I finally had a chance to take it to the dealer, and they said I need a new clutch.

At first they quoted me $1880. I called the parts department to see how much the clutch would cost, and the guy asked if I needed the flywheel too because it wasn't machinable. That got me wondering about the $1880 because Aamco quoted me $705 for labor, and the clutch costs $437. Add $72 for the throwout bearing, $677 for the flywheel, and the Aamco total is $1891. I thought to myself, "There's no way the dealer would be that cheap," and sure enough, the dealer quote didn't include the flywheel. The service advisor thought it would be similar to an RSX clutch replacement where you could machine the flywheel, but I told him that parts told me the flywheel wasn't machinable, so after he looked into it, he apologized and gave me a discount. $2100 plus tax is the new price.

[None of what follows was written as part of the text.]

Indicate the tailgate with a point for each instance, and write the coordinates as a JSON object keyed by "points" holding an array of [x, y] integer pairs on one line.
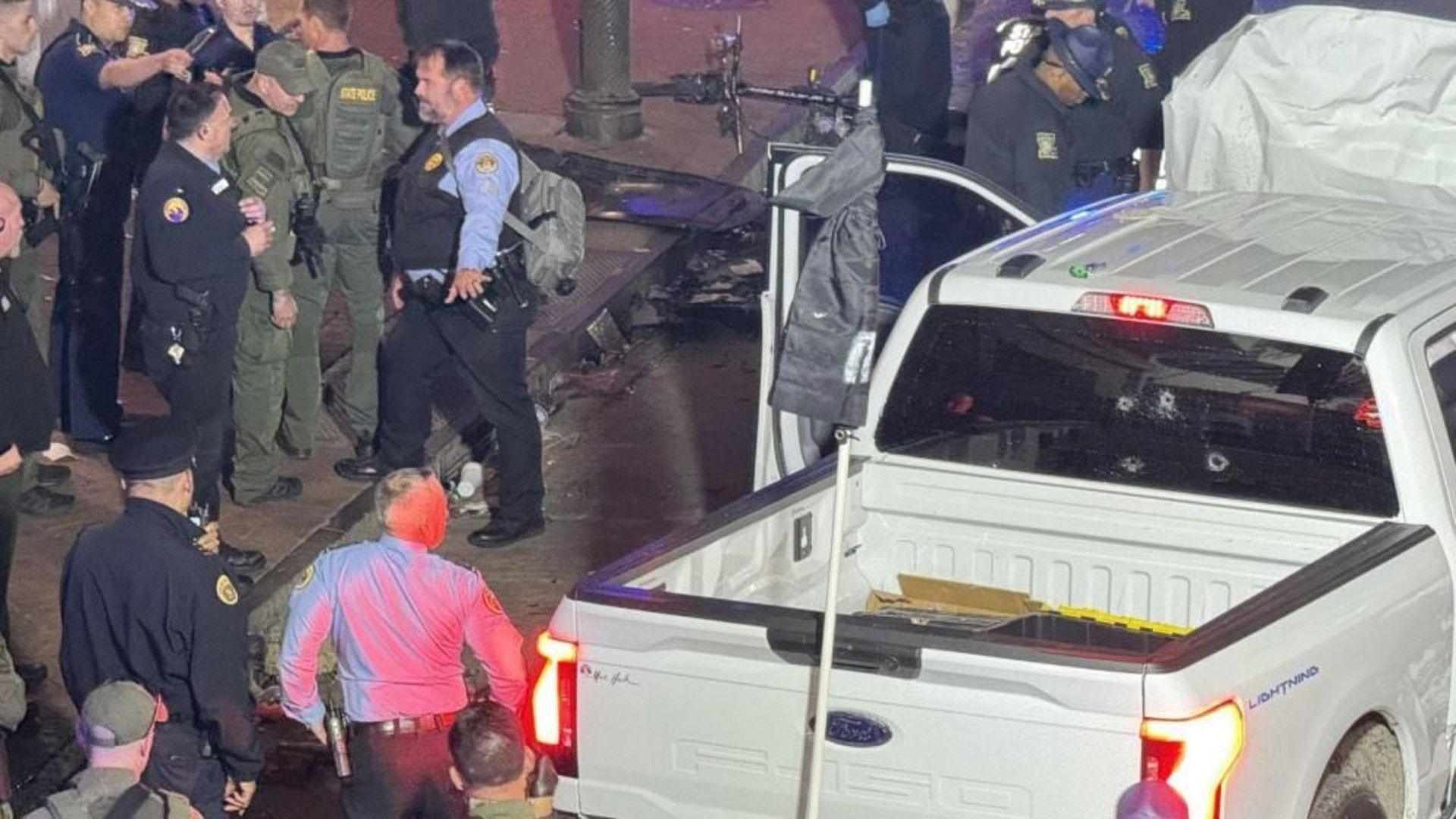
{"points": [[695, 714]]}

I think I want to ask for a loaner car just so that I can experience one of the newer Acuras.

As I was reading through some threads here, I started wondering if I should also try to see if they can give me a good deal on the timing belt service. I'm at about 104k miles right now. I printed out that $389.98 coupon from Hamilton Honda to show my dealer, but I'm thinking they probably won't be able to match it or even come close, but let's see what happens. $497.54 was what DMZ reported as the final total in another thread. I think I was told somewhere around $1200 from my dealer. Oh well.

Oh, and I think I'll ask them to do a compression test to see why I'm getting random misfires. I'm almost positive it's because I over reved it when I accidentally shifted into 1st instead of 3rd. I wonder if the $133 diagnostic fee will cover that. I guess they'll need to confirm it with a leak-down test? I hope they know how to do it properly.

And I'm even thinking about having the half-shafts replaced because they're clicking a lot. Should I do that instead of having the boots replaced? Man, this is gonna cost a lot!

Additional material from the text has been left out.